Seacoast Banking Corporation of Florida
January 13, 2006
Page 2
accordingly, we do not express any opinion as to matters that might have been disclosed by independent verification.
          Based upon the foregoing, it is our opinion that:
  1.   Seacoast is a corporation duly incorporated and validly existing in good standing under the laws of the State of Florida; and
 
  2.   The Shares are duly authorized and, when issued by Seacoast in accordance with the terms of the Agreement, will be legally and validly issued, fully paid and nonassessable.
          Our opinion is limited to the laws of the State of Georgia. This opinion is limited to the matters expressly opined on herein, and no opinion may be implied or inferred beyond that expressly stated. We have no obligation to update this opinion.
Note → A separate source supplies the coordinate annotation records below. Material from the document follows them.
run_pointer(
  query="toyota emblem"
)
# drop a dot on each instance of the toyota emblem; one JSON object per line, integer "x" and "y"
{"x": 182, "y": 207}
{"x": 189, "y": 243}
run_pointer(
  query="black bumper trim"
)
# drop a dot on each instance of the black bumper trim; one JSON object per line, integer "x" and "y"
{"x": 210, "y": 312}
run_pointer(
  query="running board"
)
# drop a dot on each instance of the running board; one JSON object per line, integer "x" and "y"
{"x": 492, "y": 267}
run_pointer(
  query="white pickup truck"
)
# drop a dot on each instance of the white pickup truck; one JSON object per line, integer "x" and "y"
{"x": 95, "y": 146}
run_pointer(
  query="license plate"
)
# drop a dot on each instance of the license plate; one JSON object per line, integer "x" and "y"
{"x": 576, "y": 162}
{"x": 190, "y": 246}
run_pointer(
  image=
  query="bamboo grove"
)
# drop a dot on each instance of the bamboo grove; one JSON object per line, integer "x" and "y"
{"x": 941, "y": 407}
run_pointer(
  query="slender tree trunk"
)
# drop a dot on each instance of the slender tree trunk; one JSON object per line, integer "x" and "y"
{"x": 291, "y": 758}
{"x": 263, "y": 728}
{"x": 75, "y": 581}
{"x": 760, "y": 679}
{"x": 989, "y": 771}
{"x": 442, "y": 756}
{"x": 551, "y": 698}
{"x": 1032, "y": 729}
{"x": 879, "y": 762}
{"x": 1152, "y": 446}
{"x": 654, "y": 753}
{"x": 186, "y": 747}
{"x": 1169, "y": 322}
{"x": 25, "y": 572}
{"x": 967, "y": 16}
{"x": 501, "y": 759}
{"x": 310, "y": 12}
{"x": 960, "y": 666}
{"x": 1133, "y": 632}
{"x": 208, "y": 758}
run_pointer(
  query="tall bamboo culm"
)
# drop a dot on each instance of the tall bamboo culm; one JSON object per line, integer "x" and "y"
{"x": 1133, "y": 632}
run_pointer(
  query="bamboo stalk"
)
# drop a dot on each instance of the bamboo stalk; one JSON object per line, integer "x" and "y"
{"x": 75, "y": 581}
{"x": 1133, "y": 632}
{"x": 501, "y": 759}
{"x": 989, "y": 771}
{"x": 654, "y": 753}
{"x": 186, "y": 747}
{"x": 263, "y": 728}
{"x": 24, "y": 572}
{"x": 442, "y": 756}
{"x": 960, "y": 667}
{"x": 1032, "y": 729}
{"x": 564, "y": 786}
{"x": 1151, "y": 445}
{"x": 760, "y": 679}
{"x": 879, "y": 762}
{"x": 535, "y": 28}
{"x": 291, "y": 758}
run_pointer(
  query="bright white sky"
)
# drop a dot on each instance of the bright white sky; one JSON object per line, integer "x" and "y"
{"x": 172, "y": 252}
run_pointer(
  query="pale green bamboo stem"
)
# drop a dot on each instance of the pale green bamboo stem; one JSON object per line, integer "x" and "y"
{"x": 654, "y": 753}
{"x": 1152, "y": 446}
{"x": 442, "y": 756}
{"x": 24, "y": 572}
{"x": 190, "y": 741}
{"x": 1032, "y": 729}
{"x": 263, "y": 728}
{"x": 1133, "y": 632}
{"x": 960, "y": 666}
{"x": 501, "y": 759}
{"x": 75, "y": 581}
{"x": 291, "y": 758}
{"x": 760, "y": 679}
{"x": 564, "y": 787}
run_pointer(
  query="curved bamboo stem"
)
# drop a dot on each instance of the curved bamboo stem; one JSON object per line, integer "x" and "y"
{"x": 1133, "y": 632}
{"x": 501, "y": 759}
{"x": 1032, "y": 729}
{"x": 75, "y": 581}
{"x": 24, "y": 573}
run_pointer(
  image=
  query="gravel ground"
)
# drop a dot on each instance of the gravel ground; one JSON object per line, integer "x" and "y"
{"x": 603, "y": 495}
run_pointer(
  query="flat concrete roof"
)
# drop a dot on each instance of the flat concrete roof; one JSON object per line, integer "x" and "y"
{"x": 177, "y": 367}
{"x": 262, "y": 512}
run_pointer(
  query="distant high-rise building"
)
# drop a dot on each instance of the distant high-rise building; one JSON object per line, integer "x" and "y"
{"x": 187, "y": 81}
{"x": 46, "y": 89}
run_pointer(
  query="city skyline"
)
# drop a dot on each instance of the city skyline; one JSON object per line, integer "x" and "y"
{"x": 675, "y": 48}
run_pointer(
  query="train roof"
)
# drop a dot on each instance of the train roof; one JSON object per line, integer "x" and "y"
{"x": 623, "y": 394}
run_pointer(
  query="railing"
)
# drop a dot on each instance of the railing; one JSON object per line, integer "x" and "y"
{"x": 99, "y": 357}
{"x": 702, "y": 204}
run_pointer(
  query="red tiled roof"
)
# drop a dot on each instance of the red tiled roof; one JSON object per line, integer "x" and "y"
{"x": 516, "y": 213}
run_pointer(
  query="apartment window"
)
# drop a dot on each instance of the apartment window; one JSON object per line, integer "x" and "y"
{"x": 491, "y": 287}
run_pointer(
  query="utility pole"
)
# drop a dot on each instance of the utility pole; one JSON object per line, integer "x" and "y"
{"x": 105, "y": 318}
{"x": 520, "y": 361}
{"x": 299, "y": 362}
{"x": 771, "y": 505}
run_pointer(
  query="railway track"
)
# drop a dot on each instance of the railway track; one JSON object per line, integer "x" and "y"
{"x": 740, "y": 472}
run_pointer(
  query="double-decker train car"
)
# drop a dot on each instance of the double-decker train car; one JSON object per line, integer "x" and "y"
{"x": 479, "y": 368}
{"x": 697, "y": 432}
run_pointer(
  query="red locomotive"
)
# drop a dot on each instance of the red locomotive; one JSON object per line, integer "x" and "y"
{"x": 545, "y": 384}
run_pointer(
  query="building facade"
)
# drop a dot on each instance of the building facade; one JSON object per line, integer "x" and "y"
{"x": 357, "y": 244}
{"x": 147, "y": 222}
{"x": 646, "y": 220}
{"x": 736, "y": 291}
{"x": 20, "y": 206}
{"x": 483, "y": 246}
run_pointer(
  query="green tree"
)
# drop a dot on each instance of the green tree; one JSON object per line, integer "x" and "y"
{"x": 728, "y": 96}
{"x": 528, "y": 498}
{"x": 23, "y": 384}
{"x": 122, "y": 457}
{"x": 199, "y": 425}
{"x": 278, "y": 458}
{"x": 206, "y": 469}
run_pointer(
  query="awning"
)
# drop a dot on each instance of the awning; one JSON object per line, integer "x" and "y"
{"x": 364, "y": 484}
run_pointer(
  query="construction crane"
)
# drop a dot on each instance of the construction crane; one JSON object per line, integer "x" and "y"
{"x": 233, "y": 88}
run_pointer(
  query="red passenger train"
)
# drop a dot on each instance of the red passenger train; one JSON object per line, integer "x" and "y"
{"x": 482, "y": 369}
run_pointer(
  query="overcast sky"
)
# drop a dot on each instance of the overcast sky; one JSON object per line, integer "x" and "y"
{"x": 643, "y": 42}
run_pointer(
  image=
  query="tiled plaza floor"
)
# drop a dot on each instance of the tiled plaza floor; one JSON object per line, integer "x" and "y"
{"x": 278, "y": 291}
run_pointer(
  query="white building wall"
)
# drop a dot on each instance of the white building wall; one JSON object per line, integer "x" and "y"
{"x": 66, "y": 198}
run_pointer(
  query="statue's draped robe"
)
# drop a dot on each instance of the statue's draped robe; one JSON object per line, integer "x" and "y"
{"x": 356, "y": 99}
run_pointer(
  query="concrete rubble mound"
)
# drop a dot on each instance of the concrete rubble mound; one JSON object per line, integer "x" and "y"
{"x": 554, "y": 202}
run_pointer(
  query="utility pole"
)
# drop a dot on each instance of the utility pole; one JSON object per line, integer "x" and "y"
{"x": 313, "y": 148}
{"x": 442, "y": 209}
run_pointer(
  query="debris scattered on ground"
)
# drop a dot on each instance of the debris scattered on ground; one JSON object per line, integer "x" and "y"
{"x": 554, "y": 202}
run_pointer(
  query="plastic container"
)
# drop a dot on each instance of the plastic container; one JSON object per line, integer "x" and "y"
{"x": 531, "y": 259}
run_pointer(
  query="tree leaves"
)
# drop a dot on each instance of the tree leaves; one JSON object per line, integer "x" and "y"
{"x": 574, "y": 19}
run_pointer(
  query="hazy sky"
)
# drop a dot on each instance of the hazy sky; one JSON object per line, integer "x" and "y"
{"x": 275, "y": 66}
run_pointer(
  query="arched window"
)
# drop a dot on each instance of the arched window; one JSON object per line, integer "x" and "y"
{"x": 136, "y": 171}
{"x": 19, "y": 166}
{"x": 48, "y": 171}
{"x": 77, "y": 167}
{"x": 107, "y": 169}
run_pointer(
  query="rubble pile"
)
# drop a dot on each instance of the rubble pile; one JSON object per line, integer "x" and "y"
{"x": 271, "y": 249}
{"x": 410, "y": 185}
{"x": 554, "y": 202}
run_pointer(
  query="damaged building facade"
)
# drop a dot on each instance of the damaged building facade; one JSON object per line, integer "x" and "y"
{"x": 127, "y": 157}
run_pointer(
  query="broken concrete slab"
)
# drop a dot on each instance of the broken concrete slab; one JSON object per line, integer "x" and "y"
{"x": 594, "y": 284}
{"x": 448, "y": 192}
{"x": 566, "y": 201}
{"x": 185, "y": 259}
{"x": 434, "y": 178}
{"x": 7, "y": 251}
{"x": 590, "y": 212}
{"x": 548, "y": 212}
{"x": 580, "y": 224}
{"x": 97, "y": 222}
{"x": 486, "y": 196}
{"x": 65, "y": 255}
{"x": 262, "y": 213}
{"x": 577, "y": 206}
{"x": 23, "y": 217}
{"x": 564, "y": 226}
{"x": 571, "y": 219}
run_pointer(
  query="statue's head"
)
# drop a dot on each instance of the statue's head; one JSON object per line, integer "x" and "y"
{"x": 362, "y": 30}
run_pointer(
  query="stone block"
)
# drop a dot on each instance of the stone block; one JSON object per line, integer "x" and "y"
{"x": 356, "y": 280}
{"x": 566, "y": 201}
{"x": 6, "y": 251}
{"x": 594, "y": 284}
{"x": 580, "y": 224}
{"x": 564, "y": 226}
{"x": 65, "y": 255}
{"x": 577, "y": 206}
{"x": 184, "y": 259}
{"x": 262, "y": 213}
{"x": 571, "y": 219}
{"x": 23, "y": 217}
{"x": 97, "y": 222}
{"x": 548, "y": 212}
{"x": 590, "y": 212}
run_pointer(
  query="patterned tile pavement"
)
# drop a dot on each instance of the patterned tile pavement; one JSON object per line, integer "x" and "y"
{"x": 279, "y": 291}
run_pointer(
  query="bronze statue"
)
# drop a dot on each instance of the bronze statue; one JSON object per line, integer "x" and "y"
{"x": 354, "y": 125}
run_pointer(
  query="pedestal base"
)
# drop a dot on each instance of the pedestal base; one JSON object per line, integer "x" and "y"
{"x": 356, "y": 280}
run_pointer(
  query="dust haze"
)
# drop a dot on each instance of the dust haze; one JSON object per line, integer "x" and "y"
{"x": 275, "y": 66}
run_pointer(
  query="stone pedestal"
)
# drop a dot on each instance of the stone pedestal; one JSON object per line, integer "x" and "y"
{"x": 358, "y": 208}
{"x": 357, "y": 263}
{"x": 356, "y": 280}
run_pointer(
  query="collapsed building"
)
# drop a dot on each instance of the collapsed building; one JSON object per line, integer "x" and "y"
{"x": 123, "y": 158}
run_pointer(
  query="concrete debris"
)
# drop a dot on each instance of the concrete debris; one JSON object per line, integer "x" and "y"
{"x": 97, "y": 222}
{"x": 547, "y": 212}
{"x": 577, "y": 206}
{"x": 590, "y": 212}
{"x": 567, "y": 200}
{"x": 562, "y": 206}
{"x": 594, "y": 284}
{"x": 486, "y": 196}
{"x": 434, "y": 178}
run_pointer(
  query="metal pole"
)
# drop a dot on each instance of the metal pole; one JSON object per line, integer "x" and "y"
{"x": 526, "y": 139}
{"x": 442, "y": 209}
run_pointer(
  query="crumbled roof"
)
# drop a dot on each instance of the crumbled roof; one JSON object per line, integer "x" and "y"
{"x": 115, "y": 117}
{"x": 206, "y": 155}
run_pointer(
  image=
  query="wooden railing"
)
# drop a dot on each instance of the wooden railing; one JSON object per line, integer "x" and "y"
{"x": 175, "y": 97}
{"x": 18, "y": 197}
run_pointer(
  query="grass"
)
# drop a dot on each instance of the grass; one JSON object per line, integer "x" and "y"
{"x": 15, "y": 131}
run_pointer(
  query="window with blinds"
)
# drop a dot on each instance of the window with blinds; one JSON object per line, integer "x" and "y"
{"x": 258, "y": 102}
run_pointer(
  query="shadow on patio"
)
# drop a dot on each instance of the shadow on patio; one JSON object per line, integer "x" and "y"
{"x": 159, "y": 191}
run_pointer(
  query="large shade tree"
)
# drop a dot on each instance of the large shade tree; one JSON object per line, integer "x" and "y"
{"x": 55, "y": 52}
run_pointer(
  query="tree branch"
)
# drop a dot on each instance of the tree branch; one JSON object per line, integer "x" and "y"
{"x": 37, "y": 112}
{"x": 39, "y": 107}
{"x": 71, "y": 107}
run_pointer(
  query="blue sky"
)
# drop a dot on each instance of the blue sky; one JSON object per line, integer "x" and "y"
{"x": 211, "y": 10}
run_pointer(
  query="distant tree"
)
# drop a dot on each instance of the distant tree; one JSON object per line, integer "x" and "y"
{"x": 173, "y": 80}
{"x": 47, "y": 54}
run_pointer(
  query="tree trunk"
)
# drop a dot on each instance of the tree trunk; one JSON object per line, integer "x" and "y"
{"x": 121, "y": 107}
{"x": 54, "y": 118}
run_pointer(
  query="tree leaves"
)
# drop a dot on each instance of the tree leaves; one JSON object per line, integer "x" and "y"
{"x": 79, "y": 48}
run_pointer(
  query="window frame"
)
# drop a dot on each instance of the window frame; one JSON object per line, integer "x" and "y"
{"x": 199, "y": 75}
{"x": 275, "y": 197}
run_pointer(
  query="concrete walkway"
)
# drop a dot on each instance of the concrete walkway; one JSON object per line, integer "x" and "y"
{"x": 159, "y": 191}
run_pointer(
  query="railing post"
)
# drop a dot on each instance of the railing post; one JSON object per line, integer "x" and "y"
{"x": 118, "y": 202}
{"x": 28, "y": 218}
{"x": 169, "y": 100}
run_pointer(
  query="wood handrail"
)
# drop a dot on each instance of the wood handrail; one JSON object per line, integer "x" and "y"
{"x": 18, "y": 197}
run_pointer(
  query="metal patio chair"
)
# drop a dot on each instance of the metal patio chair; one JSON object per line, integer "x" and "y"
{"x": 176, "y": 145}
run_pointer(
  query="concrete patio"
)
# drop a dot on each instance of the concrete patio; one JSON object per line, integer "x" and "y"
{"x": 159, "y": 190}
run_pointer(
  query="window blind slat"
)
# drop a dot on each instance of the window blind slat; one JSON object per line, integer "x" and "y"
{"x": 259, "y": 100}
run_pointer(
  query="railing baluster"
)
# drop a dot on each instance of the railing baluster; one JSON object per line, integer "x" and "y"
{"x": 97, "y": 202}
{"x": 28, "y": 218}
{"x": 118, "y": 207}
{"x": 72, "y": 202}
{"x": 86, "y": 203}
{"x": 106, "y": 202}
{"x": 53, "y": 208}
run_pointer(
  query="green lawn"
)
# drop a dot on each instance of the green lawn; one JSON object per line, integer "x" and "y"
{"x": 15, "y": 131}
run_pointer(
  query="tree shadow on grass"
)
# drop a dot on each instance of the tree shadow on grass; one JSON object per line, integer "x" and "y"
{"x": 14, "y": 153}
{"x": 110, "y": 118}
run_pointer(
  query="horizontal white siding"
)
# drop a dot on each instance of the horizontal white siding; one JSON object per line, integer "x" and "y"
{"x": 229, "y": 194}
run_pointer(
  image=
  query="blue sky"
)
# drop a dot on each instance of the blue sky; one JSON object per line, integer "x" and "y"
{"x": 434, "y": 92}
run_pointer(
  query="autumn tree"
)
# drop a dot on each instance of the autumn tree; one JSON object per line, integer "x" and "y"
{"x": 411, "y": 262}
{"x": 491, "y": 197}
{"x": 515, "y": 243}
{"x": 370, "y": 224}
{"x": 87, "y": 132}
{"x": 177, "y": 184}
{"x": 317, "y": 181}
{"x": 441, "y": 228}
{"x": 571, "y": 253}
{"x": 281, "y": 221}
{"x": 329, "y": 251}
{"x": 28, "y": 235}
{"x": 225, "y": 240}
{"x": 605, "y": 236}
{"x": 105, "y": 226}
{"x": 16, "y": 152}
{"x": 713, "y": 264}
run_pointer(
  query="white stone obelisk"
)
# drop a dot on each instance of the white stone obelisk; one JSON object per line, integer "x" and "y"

          We consent to the filing of this opinion letter as an exhibit to the Registration Statement, and to the use of our name under the heading “Legal Matters” in the Proxy Statement-Prospectus constituting a part thereof. In giving such consent, we do not thereby admit that we are within the category of persons whose consent is required under Section 7 of the Securities Act or the Commission’s rules and regulations.